“A fool finds no pleasure in understanding but delights in airing his own opinion,” – Proverbs 18:2
Bloggers sometimes get a bad rap for being “arrogant” or “close-minded.” If not either of those, we’re then accused of being lazy – contributing nothing more to society than our own loud opinions. I’m not attempting to deny these accusations because I know there is truth to them. I’ve been lazy, opinionated (I am now), and maybe even close-minded. And that’s exactly the problem I wish to discuss.
As I’m sure mostly everyone knows, social media platforms often become breeding grounds for quarrels. Be it politics, religion, sports, or really anything else, someone somewhere on the web is concocting a Facebook comment, a tweet, or, if they’re really ambitious, an entire blog post about how much they “know” about a particular topic and how stupid anyone would have to be if they didn’t agree with their logic. I know these things happen because I’ve done them. Where these types of posts err, though, isn’t necessarily within their “false” information; it’s within their approach.
Tone of voice, as most social media users know, is exceedingly difficult to convey via text. What you might mean as a sarcastic joke someone else interprets as being mean-spirited and serious. Next thing you know, they’ve un-friended you or blocked you from their Twitter feed without you knowing why. Albeit passive-aggressive, it happens. But that’s a topic for another time. The point I’m trying to make today is how a “know-it-all” attitude going into these public forums is the worst attitude to have.
Again, I say this fully knowing I’ve made many mistakes of being the know-it-all. If anyone knows the Cushman family, you’ll know that we like to argue and we like to be right (who doesn’t?). This is no excuse; it’s just something I have to work on in order to be a more Christ-like person. What does it take, though? What can I do to help alter my know-it-all tendencies?

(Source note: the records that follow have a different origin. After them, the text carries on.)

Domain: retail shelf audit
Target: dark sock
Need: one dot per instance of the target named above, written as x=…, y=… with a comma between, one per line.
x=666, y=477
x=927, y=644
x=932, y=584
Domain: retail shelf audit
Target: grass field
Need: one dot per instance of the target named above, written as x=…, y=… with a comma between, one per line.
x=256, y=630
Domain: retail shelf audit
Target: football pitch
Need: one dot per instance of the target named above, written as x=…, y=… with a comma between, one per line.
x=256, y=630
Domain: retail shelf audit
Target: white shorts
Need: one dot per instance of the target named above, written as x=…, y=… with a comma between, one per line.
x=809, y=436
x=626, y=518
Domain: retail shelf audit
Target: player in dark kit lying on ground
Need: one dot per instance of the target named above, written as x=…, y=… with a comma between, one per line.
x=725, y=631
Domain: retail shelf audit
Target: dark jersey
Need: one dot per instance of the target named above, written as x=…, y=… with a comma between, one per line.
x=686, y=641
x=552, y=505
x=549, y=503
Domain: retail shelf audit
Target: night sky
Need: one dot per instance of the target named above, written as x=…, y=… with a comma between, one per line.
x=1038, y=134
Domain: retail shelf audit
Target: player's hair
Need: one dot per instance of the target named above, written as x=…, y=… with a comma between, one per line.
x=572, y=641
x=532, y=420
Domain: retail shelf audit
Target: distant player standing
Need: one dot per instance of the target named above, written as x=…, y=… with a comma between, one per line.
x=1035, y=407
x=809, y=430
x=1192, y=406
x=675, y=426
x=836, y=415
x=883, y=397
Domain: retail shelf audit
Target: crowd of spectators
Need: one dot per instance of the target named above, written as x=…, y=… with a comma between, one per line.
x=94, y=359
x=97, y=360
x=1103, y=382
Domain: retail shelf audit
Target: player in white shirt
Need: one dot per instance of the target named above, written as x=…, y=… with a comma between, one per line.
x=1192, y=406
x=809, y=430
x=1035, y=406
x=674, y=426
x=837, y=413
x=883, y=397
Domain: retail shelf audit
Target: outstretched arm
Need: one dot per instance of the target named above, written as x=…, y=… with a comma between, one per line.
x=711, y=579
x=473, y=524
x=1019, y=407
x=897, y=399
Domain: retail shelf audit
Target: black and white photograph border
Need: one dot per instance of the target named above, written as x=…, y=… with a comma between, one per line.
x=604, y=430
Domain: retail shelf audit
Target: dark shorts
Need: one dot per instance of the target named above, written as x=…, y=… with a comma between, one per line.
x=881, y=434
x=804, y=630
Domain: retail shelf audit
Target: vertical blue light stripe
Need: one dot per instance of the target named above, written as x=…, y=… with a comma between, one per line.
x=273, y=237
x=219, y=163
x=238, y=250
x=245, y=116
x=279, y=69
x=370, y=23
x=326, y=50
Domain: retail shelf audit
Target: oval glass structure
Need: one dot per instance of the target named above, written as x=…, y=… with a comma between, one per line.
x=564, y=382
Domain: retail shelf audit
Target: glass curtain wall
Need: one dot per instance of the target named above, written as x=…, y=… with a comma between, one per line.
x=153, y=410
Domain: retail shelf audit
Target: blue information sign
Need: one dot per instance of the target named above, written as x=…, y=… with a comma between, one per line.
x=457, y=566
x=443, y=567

In the months following my graduation from U of O, I was often asked who my favorite professors were. What I’ve been thinking about lately is why these particular professors (Falk, Sultzbach, and Lima – in that order) were my favorites. Every professor I’ve had has been knowledgeable (they wouldn’t be professors if they weren’t) and most were passionate about what they taught. But these particular professors were something more. In their lectures and discussions, they displayed something that not all professors do: humility.
Infrequent though the moments were, my favorite professors weren’t afraid to admit that they didn’t know something. In fact, they were delighted when someone suggested something they hadn’t quite heard and instead of refuting each challenging opinion, they invited the rest of the class to weigh in. It was in those moments when I could see how these professors got to the places they are now: They had the habit of learning with their students rather than strictly teaching to them.
As the Proverbs say, the “fool” isn’t the one who admits he doesn’t know or understand something; it’s the one who delights in hearing himself talk. Verse 13 of the same chapter has this exact idea; “He who answers before listening – that is his folly and shame.” Verse 17 is like it; “The first to present his case seems right, till another comes forward and questions him.” Or as James puts it, “Everyone should be quick to listen, slow to speak,” (1:19).
Seeking understanding, then, doesn’t mean merely doing a fact check on Google. It means reading several different opinions on something, asking questions wherever they’re needed, and sifting through it all before developing one’s own thoughts on a topic. Thinking back over the most recent political season, I wish I had done more of this. Thinking ahead to this fall when I might be once again in school, I hope to have the habit of my favorite professors; the habit of setting aside whatever personal investments I might have in a particular topic to gain understanding. If I like my opinion because it sounds nice or because people admire me for it, then I’m no different than the fool discussed in Proverbs 18.
Jesus says that a student will be like his teacher (Luke 6:40). If the teacher does nothing but air his own opinion, the student will do nothing but air his own opinion. However, if the teacher recognizes they don’t have everything figured out and therefore has the habit of learning while in the act of teaching, then their students will be efficient learners – listening before speaking, admitting their thoughts aren’t perfect or complete, and surrendering their know-it-all tendencies.
What kind of student are you? Are you quick to put in your two cents or wait to hear the two cents of others? Admitting we’re wrong or that we don’t know isn’t always fun, but the reward of understanding is worth more than our two cents. As I talked about a few weeks ago, if we’re seeking to be more efficient in ministering to others, then we’d be wise to learn with those whom we teach.